How can the cultural sector approach the private sector?

Cultural organisations, artists, cultural entrepreneurs, and practitioners have to be aware of the important source of funding and cooperation that MNC’s represent nowadays. In order to optimise the opportunities for partnering with CSR programmes, it is essential to prepare a clear ‘business plan’ for the cultural or entrepreneurial project, which outlines the following:

  • Clear objectives - how the project can contribute to or positively impact sustainable development and the achievement of the SDGs
  • A dissemination and communication strategy - since corporations will more likely support projects which can guarantee high-quality visibility to key demographics amongst their target audiences.

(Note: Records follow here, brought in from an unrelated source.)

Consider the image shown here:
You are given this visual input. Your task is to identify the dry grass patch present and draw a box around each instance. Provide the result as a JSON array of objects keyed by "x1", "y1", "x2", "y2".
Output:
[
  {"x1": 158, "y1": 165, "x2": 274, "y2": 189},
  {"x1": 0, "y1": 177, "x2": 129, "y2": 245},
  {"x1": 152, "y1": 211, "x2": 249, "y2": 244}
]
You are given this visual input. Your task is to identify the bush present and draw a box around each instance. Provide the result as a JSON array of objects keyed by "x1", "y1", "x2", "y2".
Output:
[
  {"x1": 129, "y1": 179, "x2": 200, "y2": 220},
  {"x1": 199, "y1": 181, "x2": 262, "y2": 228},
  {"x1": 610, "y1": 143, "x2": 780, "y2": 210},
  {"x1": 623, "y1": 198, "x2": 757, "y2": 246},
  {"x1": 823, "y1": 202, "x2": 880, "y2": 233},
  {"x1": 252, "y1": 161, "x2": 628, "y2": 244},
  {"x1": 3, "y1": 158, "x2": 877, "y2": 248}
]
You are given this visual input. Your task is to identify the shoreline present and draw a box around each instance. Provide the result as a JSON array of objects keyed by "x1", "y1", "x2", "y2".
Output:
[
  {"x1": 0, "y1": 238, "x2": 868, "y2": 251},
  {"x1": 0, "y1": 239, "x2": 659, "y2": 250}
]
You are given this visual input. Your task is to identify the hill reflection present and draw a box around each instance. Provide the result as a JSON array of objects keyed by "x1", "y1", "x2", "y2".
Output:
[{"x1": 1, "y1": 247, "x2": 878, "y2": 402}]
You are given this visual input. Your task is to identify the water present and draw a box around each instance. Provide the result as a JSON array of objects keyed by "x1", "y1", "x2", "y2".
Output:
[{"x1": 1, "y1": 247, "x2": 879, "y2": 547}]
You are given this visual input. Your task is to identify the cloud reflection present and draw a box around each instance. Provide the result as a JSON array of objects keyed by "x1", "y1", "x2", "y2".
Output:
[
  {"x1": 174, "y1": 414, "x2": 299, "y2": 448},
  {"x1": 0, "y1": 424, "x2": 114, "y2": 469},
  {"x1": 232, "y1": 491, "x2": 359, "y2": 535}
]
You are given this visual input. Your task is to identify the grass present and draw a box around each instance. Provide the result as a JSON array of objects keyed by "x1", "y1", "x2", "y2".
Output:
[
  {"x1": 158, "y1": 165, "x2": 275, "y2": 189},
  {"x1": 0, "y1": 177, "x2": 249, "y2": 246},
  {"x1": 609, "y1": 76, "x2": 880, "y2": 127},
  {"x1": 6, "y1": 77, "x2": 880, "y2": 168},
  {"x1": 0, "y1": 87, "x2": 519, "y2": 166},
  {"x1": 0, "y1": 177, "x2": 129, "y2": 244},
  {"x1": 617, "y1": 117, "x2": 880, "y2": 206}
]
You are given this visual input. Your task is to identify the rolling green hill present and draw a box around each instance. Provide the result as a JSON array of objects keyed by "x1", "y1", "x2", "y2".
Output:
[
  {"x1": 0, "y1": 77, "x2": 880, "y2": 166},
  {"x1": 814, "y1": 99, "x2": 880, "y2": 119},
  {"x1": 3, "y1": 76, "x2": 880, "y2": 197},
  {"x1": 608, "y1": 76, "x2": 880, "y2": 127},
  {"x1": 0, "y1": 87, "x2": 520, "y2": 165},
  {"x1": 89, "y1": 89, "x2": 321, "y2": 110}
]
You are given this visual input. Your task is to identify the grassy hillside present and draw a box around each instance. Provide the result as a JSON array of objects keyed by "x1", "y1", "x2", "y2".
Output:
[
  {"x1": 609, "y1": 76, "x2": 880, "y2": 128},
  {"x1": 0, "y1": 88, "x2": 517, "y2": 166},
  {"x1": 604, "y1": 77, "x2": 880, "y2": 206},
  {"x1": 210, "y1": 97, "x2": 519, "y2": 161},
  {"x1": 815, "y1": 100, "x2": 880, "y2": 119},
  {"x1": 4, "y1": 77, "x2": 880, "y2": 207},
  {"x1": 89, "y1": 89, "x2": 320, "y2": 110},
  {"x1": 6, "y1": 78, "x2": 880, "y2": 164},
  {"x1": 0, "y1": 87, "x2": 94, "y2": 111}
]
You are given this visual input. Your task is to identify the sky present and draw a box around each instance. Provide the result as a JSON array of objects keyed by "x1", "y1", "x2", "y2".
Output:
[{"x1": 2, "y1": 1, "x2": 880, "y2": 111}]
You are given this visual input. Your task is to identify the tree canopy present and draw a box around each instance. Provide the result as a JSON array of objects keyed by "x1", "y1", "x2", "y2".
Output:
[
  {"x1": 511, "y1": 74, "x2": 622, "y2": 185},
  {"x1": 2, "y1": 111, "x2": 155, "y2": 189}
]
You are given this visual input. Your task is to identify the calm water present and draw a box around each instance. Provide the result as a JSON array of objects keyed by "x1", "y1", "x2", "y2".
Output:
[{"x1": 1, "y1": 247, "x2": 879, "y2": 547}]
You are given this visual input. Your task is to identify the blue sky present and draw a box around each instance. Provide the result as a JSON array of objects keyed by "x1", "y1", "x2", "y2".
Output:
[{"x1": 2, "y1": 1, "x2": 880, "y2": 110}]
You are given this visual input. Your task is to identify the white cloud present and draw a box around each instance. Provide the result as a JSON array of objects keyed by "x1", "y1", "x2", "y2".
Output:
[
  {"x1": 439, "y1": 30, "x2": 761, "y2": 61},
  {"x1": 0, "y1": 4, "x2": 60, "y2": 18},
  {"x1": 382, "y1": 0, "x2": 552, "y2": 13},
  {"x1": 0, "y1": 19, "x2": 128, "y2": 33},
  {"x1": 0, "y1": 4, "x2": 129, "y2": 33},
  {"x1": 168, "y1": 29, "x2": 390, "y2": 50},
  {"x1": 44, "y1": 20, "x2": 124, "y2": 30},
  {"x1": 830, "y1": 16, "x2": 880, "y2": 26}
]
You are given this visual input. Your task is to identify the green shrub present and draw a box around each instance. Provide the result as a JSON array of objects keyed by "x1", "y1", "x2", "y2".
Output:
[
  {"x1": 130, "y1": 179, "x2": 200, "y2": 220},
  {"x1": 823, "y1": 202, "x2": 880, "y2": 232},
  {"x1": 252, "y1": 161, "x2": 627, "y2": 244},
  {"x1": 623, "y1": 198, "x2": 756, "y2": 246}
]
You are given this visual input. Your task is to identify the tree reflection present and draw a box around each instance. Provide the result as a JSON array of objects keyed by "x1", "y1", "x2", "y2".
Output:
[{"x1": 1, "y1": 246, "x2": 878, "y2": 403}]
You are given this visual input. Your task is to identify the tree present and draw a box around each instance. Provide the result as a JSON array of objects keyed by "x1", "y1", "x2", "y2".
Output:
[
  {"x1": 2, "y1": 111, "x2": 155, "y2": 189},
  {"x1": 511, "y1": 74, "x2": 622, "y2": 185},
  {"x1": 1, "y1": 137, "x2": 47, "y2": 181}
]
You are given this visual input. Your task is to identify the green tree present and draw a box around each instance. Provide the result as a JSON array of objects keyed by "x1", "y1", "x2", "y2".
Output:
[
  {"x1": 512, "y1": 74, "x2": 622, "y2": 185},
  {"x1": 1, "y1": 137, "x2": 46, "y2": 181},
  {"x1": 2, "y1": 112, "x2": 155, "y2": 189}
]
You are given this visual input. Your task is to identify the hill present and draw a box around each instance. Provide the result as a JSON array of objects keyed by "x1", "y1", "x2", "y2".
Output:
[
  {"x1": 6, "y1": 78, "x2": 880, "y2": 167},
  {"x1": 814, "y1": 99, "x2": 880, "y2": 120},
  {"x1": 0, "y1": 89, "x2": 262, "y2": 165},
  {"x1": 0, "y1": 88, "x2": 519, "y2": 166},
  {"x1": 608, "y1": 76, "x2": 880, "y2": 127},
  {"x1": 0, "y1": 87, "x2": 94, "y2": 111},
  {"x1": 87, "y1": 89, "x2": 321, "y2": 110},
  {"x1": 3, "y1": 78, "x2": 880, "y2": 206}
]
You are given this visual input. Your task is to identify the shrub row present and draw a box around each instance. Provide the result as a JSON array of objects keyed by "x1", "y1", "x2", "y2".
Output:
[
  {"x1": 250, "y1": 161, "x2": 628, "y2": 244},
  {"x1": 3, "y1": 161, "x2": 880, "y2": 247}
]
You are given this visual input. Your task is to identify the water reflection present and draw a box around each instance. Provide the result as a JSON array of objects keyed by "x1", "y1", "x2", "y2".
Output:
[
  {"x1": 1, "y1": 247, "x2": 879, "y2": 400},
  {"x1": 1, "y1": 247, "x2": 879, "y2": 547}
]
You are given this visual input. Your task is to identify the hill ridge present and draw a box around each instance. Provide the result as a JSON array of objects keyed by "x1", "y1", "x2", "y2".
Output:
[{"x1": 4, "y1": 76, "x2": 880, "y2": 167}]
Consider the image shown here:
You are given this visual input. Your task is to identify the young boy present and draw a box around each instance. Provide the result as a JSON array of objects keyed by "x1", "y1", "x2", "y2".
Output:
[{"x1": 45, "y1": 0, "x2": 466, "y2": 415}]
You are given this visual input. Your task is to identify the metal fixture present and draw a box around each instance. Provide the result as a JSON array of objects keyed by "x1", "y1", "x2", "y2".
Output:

Therefore, it is essential that cultural organisations understand the power of storytelling and having a strategic audience development plan in order to optimise their cooperation potential with MNC’s through their CSR initiatives.

Another important point for cultural organisations wanting to enable partnerships with CSR programmes is to understand how corporations consider and value the impact of arts and culture to their mission, and how it can help towards the pursuit and achievement of SDGs.

In fact, many MNCs recognise that arts and culture provide an important return on their environment (company culture and employees’ engagement), as well as return on investment (increased consumption), and creative branding. Arts and culture also harnesses creativity, enables change and transformation, generates innovative solutions and technological innovations. Further, ‘values’ and ‘experiences’ are delivered through the arts, contributing to openness and leadership, cultural exchange, social mobility and the development of society in tackling global challenges for the achievement of the SDGs.

In conclusion, the worlds of art & business are more in alignment with each other than what might have been thought of previously. These two areas can explore and implement win-win partnerships in multiple ways, and generate opportunities for artists and cultural professionals, particularly young talent. Facilitating cultural mobility and international cooperation, enable the exchange of best practices and the co-creation of projects that contribute to the advancement of the 2030 Agenda, in particular: tackling global challenges such as quality education for all (Goal #4), gender equality (Goal #5), reduced inequalities within and among countries (Goal #10), and increasing the active engagement of citizens and stakeholders within arts and culture to building a creative society.


Antonio Carlos Ruiz Soria is a leading international expert on creative & digital economy, sustainability and entrepreneurship; founder of Economía Creativa, creativity and innovation consultancy and digital hub. He is a creative thinker and ecosystem maker providing strategic advice, actionable development plans, feasibility studies, research and capacity building (in more than 15 countries) for international organizations, governments, NGOs, startup hubs/accelerators, leading businesses and creative enterprises with a co-creation methodology and cross-sectoral approach. His recent assignments include a Feasibility Study carried out for the Asia-Europe Foundation (ASEF) for private sector funding for its cultural mobility grant, Mobility First! (from which this article is based).